When deploying a model with platforms that have DLA, please note that currently using Quantization cache files generated by peeling the scales from the model is not supported, since DLA requires a scale factor for all layers. In order to use a QAT trained model with DLA, we recommend using the post training quantization at export. The Post Training Quantization method takes the current QAT trained model and generates scale factors for all intermediate tensors in the model since the DLA doesn’t fuse operations as done by the GPU. More information about this can be found in the Exporting the Model sections of each app.

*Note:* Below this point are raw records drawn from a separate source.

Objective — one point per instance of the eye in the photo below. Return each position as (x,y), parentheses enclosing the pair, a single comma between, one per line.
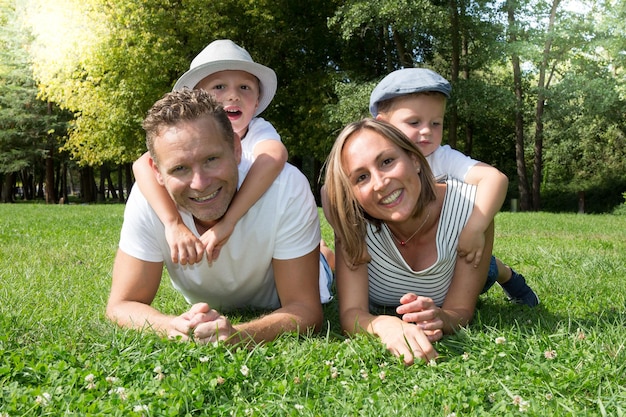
(178,170)
(360,178)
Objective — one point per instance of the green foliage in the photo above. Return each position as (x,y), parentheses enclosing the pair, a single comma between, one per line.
(60,356)
(24,122)
(107,61)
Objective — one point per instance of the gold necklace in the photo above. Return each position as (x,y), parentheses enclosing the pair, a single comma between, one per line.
(404,242)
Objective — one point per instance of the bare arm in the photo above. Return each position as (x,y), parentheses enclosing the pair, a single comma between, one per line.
(405,340)
(490,194)
(460,302)
(184,245)
(134,286)
(270,157)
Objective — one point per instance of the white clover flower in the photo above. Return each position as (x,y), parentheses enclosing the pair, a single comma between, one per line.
(521,403)
(549,354)
(120,391)
(43,399)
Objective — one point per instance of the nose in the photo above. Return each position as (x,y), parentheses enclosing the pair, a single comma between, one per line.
(379,181)
(232,94)
(424,129)
(199,180)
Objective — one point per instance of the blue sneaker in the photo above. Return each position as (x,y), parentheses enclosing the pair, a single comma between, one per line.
(519,292)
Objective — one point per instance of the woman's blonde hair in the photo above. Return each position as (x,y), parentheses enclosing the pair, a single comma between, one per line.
(346,215)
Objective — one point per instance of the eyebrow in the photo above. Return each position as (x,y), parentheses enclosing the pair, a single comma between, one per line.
(378,157)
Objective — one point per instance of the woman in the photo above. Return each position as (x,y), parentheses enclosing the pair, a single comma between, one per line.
(396,236)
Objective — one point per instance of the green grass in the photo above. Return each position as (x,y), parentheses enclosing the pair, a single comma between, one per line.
(60,356)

The recommended workflow for training a Quantization Aware model is depicted in the diagram below.

../_images/tao_cv_qat_workflow_all_networks.png

Post-Training Quantization#

Post-Training Quantization (PTQ) converts a trained FP32/FP16 model to a lower-precision representation to reduce latency and memory with minimal or no retraining. In TAO, PTQ is provided via the TAO Quant library. See Quantizing a model in TAO (TAO Quant) for the full guide and backend details.

When to Use PTQ#

Used PTQ when you:

  • Cannot or do not want to retrain (for faster turnaround than QAT)

  • Want to establish a performance/accuracy baseline before investing in QAT

  • Are targeting edge deployment where INT8/FP8 inference and memory savings matter

Backends at a glance#

  • TorchAO (weight-only PTQ): The simplest path; quantizes weights, with no calibration loop, and modest speedups.

  • NVIDIA ModelOpt (static PTQ): Quantizes weights and activations; requires calibration data; yields larger speed gains.

Quick Workflow#

  1. Train your model as usual (FP32 or with AMP).

  2. Add a quantize section to your experiment spec, selecting a backend and mode.

  3. Run the task-specific quantize command.

  4. Evaluate with the quantized artifact and validate accuracy on your data.

  5. Deploy. For TensorRT export pipelines, follow the task’s export section and the TAO Quant documentation.

Minimal example (RT-DETR)#

quantize:
  model_path: "/path/to/trained_rtdetr.ckpt"
  results_dir: "/path/to/quantized_output"
  backend: "torchao"            # or "modelopt"
  mode: "weight_only_ptq"       # torchao
  # mode: "static_ptq"          # modelopt
  default_layer_dtype: "native"
  default_activation_dtype: "native"
  layers:
    - module_name: "Linear"
      weights: { dtype: "int8" }
# Quantize
tao model rtdetr quantize -e /path/to/spec.yaml

# Evaluate with the quantized checkpoint
# (set evaluate.is_quantized: true in your spec and point to the produced artifact)
tao model rtdetr evaluate -e /path/to/spec.yaml

Limitations#

  • Current backends: torchao (weight-only PTQ) and modelopt (static PTQ).

  • Modes: PTQ only; QAT support in TAO Quant is planned but not yet available here.

  • Dtypes: INT8 and FP8 (E4M3FN/E5M2).

  • Tasks: classification_pyt and rtdetr.

  • Runtime: PyTorch; ONNX/TensorRT export is experimental.

  • For the most up-to-date, comprehensive list, see Limitations and current status.